# Lower Bound of Natural Logarithm/Proof 2

## Proof

Let $x > 0$.

Note that:

$1 - \dfrac 1 x \le \ln x$

is logically equivalent to:

$1 - \dfrac 1 x - \ln x \le 0$

Let $f \left({x}\right) = 1 - \dfrac 1 x - \ln x$.

Then:

 $\displaystyle f \left({x}\right)$ $=$ $\displaystyle 1 - \dfrac 1 x - \ln x$ $\displaystyle \implies \ \$ $\displaystyle f' \left({x}\right)$ $=$ $\displaystyle \frac 1 {x^2} - \frac 1 x$ Derivative of Constant, Power Rule for Derivatives, Derivative of Natural Logarithm Function $\displaystyle$ $=$ $\displaystyle \frac {1 - x} {x^2}$ $\displaystyle \implies \ \$ $\displaystyle f'' \left({x}\right)$ $=$ $\displaystyle - \frac 2 {x^3} + \frac 1 {x^2}$ Power Rule for Derivatives

Note that $f' \left({1}\right) = 0$.

Also, $f'' \left({1}\right) < 0$.

So by the Second Derivative Test, $x = 1$ is a local maximum.

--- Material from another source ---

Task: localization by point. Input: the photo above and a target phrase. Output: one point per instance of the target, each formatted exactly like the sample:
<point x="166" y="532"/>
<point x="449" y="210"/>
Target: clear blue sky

On $\left ({0 \,.\,.\, 1} \right)$:

$f' \left({x}\right) > 0$

By Derivative of Monotone Function, $f$ is strictly increasing on that interval.

On $\left ({1 \,.\,.\, +\infty} \right)$:

$f'\left({x}\right) < 0$

By Derivative of Monotone Function, $f$ is strictly decreasing on that interval.

So $x = 1$ yields a global maximum, at which by Logarithm of 1 is 0:

$f \left({1}\right) = 1 - 1 - 0 = 0$

That is:

$\forall x > 0: f \left({x}\right) \le 0$

and so by definition of $f \left({x}\right)$:

$1 - \dfrac 1 x - \ln x \le 0$

$\blacksquare$